When that downtime happened we promised to take action so this wouldn’t happen again. Not only are we running a website and it’s inconvenient when it’s not accessible, with our Radius Wifi authentication feature cobot is also a core part of some coworking space’s network infrastructure, so if cobot goes down the people in these coworking spaces can’t log into their wifi anymore.

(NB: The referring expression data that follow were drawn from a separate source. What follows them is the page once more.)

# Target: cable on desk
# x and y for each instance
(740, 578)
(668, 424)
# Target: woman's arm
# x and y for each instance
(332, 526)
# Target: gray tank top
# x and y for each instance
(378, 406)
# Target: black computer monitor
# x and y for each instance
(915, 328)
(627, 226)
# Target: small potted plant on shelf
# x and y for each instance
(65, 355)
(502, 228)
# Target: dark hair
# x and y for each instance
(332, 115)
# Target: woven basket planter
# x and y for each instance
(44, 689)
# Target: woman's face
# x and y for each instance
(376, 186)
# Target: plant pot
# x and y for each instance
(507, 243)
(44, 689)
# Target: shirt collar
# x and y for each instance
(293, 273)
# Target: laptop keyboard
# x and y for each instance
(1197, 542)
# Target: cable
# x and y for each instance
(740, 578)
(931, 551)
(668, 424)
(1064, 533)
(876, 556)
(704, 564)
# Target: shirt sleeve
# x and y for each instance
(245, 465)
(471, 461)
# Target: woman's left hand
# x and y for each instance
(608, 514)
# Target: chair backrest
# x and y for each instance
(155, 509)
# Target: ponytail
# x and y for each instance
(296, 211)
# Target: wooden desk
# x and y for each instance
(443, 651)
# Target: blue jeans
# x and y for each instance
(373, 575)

So obviously we don’t want any more downtime. And this is what we’ve done:
- It has enabled us to fully automate setting up new EC2 instances, which means we can start up and configure as many servers as we want at a click of a button.
- If a server goes down scalarium’s auto healing feature will detect it and bring up a brand new instance within a few minutes.
Right now that we’re still very small we are running on a single EC2 instance. If that should ever go down it will only be for a very short time. Without any human intervention the site will be running again within a few minutes.
Within the next months we will add a second (or more) instance and a load balancer to our cluster. First of all this will allow us to scale for more traffic, and secondly it will reduce the potential for downtime even more, as when one instance goes down the other(s) can simply take over until that one is back.